Run-of-the-mill dandruff (“cradle cap” in infants) is basically the non-inflammatory spectrum of seborrheic dermatitis, in which only scaling and flaking are seen. In a healthy scalp, fewer than one-half million cells may be liberated per square centimeter as part of the normal production and shedding process (cellular turnover). In a scalp with seborrheic dermatitis, by contrast, that number can approach 800 thousand cells per square centimeter, or approximately forty percent more. The rate of cellular turnover is also elevated, giving rise to a greater number of immature, flakeable scalp cells. A normal scalp, for example, might have under four thousand such cells per square centimeter. But, in plain dandruff, more than eight times that number may be seen, and in full-blown seborrheic dermatitis that number can exceed twenty times the normal figure.

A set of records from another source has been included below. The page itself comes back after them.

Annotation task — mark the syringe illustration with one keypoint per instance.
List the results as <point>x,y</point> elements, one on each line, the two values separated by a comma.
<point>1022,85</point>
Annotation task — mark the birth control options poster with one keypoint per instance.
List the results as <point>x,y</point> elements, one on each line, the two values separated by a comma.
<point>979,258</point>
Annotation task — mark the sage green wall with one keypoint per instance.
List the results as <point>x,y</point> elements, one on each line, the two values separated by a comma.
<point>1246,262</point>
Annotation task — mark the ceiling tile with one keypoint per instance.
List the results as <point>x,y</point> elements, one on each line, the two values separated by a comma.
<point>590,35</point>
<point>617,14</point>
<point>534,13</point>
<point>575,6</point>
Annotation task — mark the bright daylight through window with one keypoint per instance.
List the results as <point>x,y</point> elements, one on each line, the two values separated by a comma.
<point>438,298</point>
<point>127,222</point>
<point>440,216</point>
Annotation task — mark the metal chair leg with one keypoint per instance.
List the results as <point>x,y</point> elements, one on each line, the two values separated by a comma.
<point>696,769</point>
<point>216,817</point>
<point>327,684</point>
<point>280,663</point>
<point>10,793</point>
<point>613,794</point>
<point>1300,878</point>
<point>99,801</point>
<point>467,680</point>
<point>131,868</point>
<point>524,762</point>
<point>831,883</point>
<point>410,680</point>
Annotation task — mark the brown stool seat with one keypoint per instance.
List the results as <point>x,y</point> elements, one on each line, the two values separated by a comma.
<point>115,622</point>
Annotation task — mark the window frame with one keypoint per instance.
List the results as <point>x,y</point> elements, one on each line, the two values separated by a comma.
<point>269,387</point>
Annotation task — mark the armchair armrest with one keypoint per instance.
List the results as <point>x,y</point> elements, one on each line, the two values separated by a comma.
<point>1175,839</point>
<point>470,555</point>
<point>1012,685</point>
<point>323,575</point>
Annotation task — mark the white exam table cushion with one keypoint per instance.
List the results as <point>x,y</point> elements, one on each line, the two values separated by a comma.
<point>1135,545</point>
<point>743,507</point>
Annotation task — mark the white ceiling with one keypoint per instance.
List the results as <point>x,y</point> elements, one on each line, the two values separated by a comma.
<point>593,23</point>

Scalp flaking is probably the most easily recognized variant of the condition. But in more extensive cases, seborrheic dermatitis may appear as mildly reddish skin and fine, dry scaling in the eyebrows, along the eyelid margins, sides of the nose, moustache area, behind the ears (skin cracking is very common there), below the breast, in the groin and buttock folds, and even within the belly button. Not uncommonly, especially in neglected cases, the scaly areas may merge into a larger area of yellow, greasy mounds.
All facts, figures and descriptions aside, what can be done about this nuisance problem, you may ask? While there is currently no cure for the condition, there are fortunately many excellent treatments for controlling it and for keeping it in check once controlled.
Mild cases of scalp dandruff can be treated easily by simply increasing the frequency of hair washing with a gentle antiseptic cleanser, such as Carmol Shampoo. More stubborn cases and those with more inflammation can profit from the addition from the nightly application of a non-steroid prescription containing 10% sodium sulfacetamide (Carmol Scalp Treatment lotion). If still needed, antidandruff shampoos containing zinc pyrithione (eg. Head and Shoulders); selenium sulfide (eg. Selsun Blue, or ketoconazole (an anti-yeast agent) (eg. Nizoral AF shampoo) may be added. More resistent cases may require the use of potent prescription corticosteroid foams (Luxiq) or lotions (Temovate Scalp Application).
In many cases, the lesions of seborrheic dermatitis in the non-hairy areas can be easily treated with a variety of prescription topicals in lotions, gels or foam formulations. Of course, if the lid margins are involved or if there is secondary infection, your dermatologist will need to prescribe other topical or oral therapies. So scale and scratch no more.